Twilight

by Elie Wiesel

Published 1 May 1988

Twilight is a haunting novel by Nobel Peace prize-winning author Elie Wiesel.

Raphael Lipkin hears voices and talks to ghosts. Spending the summer at the Mountain Clinic, a New York psychiatric hospital, he is not a patient but rather a visiting professional with a secret, highly personal quest.

A Holocaust survivor who has painstakingly rebuilt his life, he has watched, horrified and helpless, as it all started coming apart. He longs for Pedro, the man who rescued him in postwar Poland - who became his mentor, hero, saviour and friend - and taught him truth from falsehood. But Pedro vanished into Stalin's gulags . . .

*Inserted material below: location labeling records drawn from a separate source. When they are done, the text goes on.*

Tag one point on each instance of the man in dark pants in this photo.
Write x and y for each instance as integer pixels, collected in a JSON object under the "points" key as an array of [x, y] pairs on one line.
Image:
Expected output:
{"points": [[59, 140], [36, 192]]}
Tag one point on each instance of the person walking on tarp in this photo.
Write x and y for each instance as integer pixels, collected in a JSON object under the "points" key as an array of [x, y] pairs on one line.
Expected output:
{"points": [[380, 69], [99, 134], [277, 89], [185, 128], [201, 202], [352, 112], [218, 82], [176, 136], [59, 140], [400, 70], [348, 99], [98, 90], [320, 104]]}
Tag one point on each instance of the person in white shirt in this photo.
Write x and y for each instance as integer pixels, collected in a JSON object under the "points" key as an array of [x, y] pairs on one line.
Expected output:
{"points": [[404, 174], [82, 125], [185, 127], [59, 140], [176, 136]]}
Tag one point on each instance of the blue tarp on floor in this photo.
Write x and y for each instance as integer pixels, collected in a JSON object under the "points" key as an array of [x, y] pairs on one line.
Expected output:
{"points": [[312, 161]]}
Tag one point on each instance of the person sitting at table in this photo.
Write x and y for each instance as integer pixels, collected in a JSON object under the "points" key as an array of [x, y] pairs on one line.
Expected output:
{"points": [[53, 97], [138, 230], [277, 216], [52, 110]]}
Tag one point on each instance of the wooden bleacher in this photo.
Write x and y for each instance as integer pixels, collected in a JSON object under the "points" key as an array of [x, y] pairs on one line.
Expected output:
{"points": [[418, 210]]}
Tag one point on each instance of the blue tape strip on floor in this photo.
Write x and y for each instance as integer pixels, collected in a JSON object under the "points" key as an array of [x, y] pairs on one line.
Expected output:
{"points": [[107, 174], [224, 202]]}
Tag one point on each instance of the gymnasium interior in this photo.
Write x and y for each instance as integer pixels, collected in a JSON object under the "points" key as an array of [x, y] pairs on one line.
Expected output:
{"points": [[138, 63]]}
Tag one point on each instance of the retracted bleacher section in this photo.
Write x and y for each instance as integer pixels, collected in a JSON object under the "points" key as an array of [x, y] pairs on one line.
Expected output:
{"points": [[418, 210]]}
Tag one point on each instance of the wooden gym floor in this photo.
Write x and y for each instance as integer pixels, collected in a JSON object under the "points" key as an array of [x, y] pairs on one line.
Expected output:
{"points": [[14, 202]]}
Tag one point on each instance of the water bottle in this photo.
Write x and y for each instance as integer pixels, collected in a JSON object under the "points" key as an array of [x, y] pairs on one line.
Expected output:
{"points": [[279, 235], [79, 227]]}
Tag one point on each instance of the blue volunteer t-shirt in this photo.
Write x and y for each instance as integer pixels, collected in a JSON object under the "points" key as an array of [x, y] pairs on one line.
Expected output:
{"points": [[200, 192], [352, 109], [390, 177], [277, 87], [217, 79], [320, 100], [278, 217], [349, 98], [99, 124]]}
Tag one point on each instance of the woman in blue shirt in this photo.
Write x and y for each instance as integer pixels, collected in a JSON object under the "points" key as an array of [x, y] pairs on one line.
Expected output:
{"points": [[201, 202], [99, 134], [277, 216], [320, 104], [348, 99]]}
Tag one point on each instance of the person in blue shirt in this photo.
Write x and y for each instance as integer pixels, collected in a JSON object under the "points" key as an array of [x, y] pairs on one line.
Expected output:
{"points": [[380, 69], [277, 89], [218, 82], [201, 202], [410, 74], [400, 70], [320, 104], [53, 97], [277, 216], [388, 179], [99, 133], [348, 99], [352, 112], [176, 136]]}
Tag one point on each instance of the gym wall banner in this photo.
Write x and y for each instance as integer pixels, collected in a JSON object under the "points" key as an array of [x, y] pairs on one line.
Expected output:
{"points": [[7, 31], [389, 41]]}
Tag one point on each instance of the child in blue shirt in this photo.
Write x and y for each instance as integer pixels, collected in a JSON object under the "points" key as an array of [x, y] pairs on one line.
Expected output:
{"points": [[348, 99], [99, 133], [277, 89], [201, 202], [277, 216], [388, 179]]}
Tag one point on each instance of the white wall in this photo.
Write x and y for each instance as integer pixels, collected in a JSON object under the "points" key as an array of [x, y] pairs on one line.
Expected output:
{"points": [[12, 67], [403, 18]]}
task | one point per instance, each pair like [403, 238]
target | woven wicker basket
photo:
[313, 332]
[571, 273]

Desperate to explain his own survival, Raphael now seeks among the delusional patients the answers to the mysteries of good, evil and madness.

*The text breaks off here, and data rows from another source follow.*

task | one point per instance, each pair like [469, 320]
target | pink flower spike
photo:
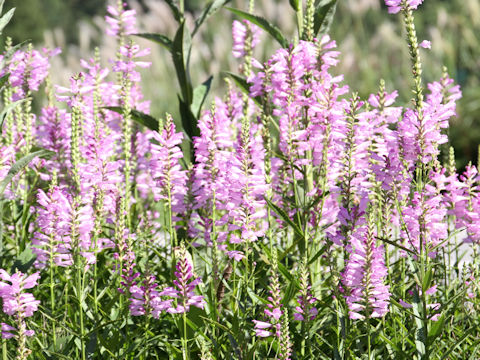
[404, 304]
[432, 290]
[426, 44]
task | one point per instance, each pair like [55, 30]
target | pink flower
[120, 21]
[183, 291]
[394, 6]
[240, 32]
[426, 44]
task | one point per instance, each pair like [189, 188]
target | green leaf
[138, 116]
[175, 10]
[436, 329]
[264, 24]
[280, 212]
[243, 86]
[396, 245]
[24, 261]
[189, 121]
[9, 108]
[199, 95]
[157, 38]
[181, 53]
[324, 13]
[295, 4]
[5, 19]
[20, 165]
[421, 333]
[209, 10]
[427, 280]
[4, 79]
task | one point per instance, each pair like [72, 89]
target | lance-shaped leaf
[138, 116]
[264, 24]
[14, 170]
[21, 164]
[280, 212]
[243, 86]
[5, 19]
[157, 38]
[323, 17]
[199, 95]
[209, 10]
[295, 4]
[181, 53]
[8, 109]
[175, 10]
[189, 121]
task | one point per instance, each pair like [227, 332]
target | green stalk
[52, 301]
[4, 349]
[186, 355]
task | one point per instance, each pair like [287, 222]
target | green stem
[184, 340]
[52, 302]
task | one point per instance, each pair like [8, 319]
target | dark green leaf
[20, 165]
[323, 17]
[397, 245]
[199, 95]
[10, 52]
[436, 329]
[9, 108]
[158, 38]
[24, 261]
[209, 10]
[181, 53]
[264, 24]
[295, 4]
[175, 10]
[4, 79]
[189, 121]
[5, 19]
[243, 86]
[280, 212]
[421, 331]
[141, 118]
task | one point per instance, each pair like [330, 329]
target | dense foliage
[291, 218]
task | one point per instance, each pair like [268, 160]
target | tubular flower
[52, 241]
[166, 171]
[121, 22]
[17, 302]
[183, 291]
[240, 32]
[363, 278]
[394, 6]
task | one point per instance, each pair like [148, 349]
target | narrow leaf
[209, 10]
[175, 10]
[264, 24]
[24, 261]
[243, 86]
[5, 19]
[20, 165]
[199, 95]
[295, 4]
[280, 212]
[158, 38]
[9, 108]
[4, 79]
[323, 17]
[189, 121]
[141, 118]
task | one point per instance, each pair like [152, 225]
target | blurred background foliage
[371, 42]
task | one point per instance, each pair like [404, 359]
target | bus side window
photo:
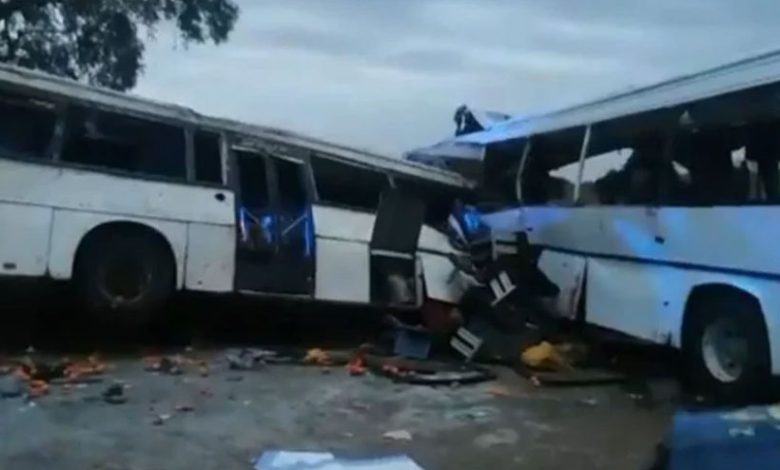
[118, 142]
[347, 185]
[208, 158]
[541, 185]
[605, 178]
[26, 126]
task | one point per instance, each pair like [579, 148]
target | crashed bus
[134, 200]
[656, 212]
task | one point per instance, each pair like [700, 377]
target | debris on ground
[435, 373]
[317, 356]
[546, 356]
[499, 437]
[249, 358]
[35, 376]
[76, 370]
[11, 386]
[37, 388]
[289, 460]
[399, 435]
[588, 401]
[115, 394]
[160, 419]
[170, 365]
[412, 342]
[500, 391]
[356, 366]
[185, 408]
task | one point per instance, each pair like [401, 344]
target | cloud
[387, 75]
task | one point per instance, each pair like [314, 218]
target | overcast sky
[387, 75]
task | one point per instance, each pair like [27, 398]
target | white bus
[657, 214]
[134, 200]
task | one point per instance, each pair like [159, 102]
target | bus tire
[125, 275]
[726, 347]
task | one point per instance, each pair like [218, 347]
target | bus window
[603, 179]
[26, 126]
[347, 185]
[256, 222]
[117, 142]
[208, 158]
[541, 185]
[640, 172]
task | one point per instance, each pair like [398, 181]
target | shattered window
[208, 157]
[729, 165]
[26, 126]
[541, 185]
[347, 185]
[118, 142]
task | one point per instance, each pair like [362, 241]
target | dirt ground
[235, 416]
[303, 408]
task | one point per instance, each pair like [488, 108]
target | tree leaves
[98, 40]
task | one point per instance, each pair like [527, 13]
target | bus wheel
[726, 347]
[125, 275]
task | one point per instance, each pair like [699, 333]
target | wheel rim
[725, 349]
[124, 279]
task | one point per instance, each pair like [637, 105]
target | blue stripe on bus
[656, 262]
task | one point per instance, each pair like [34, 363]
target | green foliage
[99, 40]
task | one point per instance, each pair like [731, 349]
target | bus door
[275, 235]
[396, 276]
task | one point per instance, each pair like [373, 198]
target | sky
[387, 75]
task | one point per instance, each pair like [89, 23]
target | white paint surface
[442, 281]
[24, 239]
[648, 300]
[211, 255]
[81, 190]
[567, 272]
[343, 271]
[45, 212]
[346, 224]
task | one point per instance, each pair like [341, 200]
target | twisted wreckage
[653, 212]
[638, 212]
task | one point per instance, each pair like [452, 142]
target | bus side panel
[639, 299]
[24, 239]
[211, 254]
[442, 281]
[75, 189]
[342, 255]
[568, 273]
[70, 227]
[343, 272]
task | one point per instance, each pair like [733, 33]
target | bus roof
[762, 69]
[49, 85]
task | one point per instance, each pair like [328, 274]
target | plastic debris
[165, 365]
[11, 386]
[356, 366]
[399, 435]
[160, 419]
[317, 356]
[500, 391]
[248, 359]
[289, 460]
[115, 394]
[545, 356]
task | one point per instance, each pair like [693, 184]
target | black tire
[125, 275]
[705, 370]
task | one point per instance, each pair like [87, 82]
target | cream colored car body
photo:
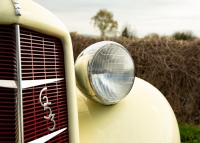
[144, 116]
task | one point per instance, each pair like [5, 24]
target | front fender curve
[144, 116]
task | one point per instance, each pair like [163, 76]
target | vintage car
[45, 97]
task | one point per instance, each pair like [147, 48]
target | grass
[189, 134]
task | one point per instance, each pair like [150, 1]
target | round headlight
[110, 70]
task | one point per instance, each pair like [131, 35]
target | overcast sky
[144, 16]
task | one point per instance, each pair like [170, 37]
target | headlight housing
[105, 72]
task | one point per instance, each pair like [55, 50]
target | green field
[189, 133]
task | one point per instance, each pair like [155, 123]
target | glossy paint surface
[144, 116]
[37, 18]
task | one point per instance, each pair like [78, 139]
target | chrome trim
[27, 83]
[45, 105]
[8, 83]
[48, 137]
[19, 83]
[17, 7]
[31, 83]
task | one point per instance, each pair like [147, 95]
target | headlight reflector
[110, 71]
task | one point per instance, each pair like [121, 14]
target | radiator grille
[7, 52]
[7, 95]
[42, 58]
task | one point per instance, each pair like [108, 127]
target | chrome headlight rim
[102, 99]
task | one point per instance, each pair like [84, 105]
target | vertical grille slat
[7, 54]
[42, 58]
[7, 72]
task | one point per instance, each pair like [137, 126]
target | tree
[128, 32]
[104, 21]
[186, 35]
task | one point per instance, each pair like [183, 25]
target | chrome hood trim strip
[8, 83]
[31, 83]
[48, 137]
[27, 83]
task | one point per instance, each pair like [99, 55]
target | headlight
[105, 72]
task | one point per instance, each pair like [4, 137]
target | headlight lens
[110, 71]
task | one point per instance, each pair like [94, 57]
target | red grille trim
[42, 58]
[7, 95]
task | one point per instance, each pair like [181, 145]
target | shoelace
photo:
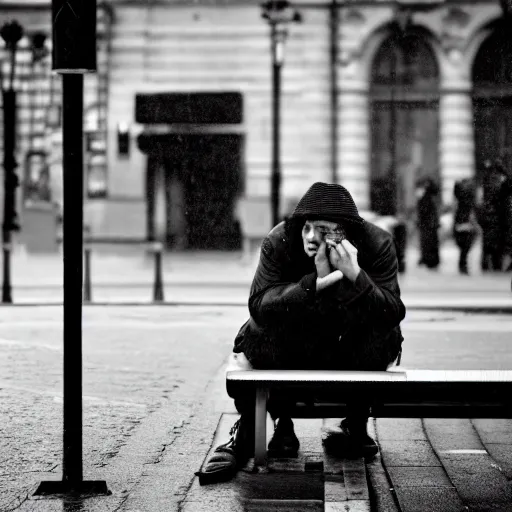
[235, 427]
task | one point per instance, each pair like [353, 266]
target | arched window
[492, 99]
[404, 113]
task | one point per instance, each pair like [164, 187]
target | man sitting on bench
[325, 296]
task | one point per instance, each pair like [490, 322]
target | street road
[153, 383]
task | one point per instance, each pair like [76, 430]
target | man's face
[314, 231]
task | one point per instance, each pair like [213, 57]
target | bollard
[400, 238]
[87, 274]
[158, 285]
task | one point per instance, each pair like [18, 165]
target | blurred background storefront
[375, 95]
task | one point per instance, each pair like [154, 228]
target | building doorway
[199, 176]
[404, 116]
[194, 167]
[492, 100]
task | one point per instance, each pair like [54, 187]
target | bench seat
[391, 394]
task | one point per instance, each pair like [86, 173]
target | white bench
[391, 394]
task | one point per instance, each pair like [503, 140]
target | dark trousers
[464, 241]
[280, 403]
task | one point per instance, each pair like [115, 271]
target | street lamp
[11, 32]
[279, 14]
[400, 27]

Elie Wiesel was born in 1928 in Sighet, Transylvania, which is now part of Romania. He was fifteen years old when he and his family were deported by the Nazis to Auschwitz. After the war, Elie Wiesel studied in Paris and later became a journalist. During an interview with the distinguished French writer, Francois Mauriac, he was persuaded to write about his experiences in the death camps. The result was his internationally acclaimed memoir, La Nuit or Night, which has since been translated into more than thirty languages.